Preparing Your Employees to Become Critical Thinkers

As Michelle Jones writes for the Duke​.edu learning and organization development site, “…half of employers rate their employees’ critical thinking skills as average or worse.” While it may not be easy to define critical thinking, managers can identify the problem when they see it. If your employees are not completing their assignments on time with an acceptable level of quality, there’s a potential critical thinking deficit. You’ll need to take action. You can do this by making sure they understand what they are supposed to do. And you can also break the assignment into smaller pieces.

Every Team Member Can Improve

If your employee is still struggling to complete tasks, don’t fall into the trap of believing an employee is unteachable. They may simply need to learn in a style that’s different from what you’re accustomed to teaching. 

Try different methods, such as encouraging them to think of the project in terms of the end user’s viewpoint. And, you can help them learn to determine which information is important in reaching decisions and a conclusion as they work.

Joel Garfinkle, an executive coach, encourages managers to “Ask your employees questions that make them think.” Get their opinion on whether they think a new project will be successful. And then go a step further. Ask them why they think the way they do. 

This process helps them to think through why they have developed a specific opinion. Once they verbalize their thinking, they may adjust it.

Understand the Barriers to Critical Thinking

Your employees may come from a background where it was not safe to share ideas or opinions that were different from what the managers and leaders believed. That kind of workplace culture stifles creativity and critical thinking. As a manager, you should regularly reassure your team members that you’re open to fresh ideas. And when an employee is brave enough to make a suggestion, thank them publicly.
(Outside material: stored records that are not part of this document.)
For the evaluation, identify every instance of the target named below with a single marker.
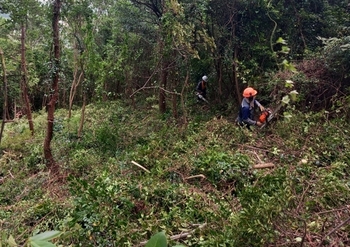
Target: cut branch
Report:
(140, 166)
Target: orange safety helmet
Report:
(249, 92)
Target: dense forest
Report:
(103, 142)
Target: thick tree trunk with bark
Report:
(51, 164)
(24, 81)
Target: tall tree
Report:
(19, 12)
(4, 90)
(54, 87)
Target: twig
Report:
(136, 164)
(333, 230)
(178, 236)
(264, 165)
(196, 176)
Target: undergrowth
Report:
(132, 174)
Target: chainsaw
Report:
(267, 115)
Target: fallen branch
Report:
(196, 176)
(136, 164)
(264, 165)
(178, 236)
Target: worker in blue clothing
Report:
(248, 105)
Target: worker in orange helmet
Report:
(246, 112)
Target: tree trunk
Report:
(162, 88)
(4, 89)
(73, 89)
(238, 91)
(24, 81)
(51, 164)
(82, 119)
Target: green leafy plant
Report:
(159, 240)
(39, 240)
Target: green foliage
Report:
(201, 179)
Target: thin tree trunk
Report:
(73, 90)
(239, 97)
(51, 164)
(183, 100)
(4, 89)
(24, 81)
(82, 119)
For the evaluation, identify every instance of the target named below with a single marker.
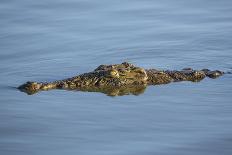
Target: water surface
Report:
(50, 40)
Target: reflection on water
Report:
(47, 40)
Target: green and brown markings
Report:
(120, 79)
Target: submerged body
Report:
(120, 79)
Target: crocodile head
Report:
(120, 74)
(30, 87)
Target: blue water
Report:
(48, 40)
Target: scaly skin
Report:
(120, 79)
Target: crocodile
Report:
(120, 79)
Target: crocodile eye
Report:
(114, 73)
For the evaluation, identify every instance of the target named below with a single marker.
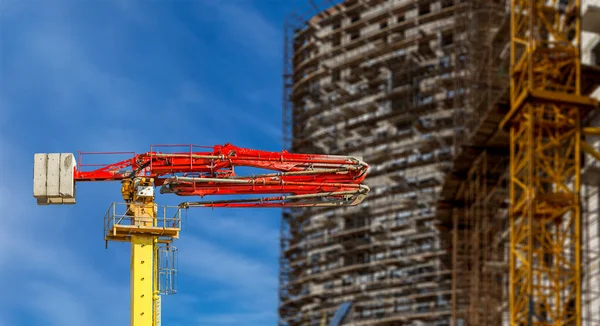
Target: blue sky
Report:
(116, 75)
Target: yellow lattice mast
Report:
(545, 131)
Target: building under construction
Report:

Even if you don’t intend to use the idea, you’re signaling a positive attitude and welcoming their attempts to broaden their thinking.

Moving Beyond Egoism

In addition, your employees may have never been prompted to move beyond egoism – “viewing everything in relation to yourself,” Tanya Ileto Diaz points out. This viewpoint limits an individual’s ability to think critically or to consider a problem from another perspective. 
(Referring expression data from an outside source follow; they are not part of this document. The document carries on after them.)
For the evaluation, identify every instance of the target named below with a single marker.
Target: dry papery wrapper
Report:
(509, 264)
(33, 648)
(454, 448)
Managers can help team members break out of that mindset by pairing them with an employee who possesses a radically different background. As they work together on a project, employees will see how a peer tackles problems and steers around roadblocks. And the experience will encourage them to think on another level.

Use Team Projects to Improve Critical Thinking Skills

In today’s competitive and fast-​moving economy, the prize often goes to organizations that can identify problems and develop appropriate solutions. To find the right solution, you may need several team members to participate in ideation sessions about which solution makes the most sense. 

Discussion and debate encourage reflection and expose employees to other points of view, helping them to recognize their own biases and look at the problem from different perspectives,” says Joel Garfinkle. Managers should monitor these discussions, keeping the tone positive and praise people who put forth unusual ideas.

Personalize Training for Critical Thinking Improvement

We know that most students don’t enter the workforce with the kind of critical thinking skills they need to make a difference. Primary and secondary school teachers are overwhelmed by the volume of material they must communicate as they guide students to succeed on standardized tests. 

Until that situation improves, managers are left with the challenges of helping employees become critical thinkers.

Before you start a program to improve your employees’ critical thinking skills, take time to learn about them. A psychometric assessment will give you detailed information about what motivates their workplace behavior and how to communicate with them. 

Studying these results before you put a training program in place will help to personalize critical thinking improvement for your employees.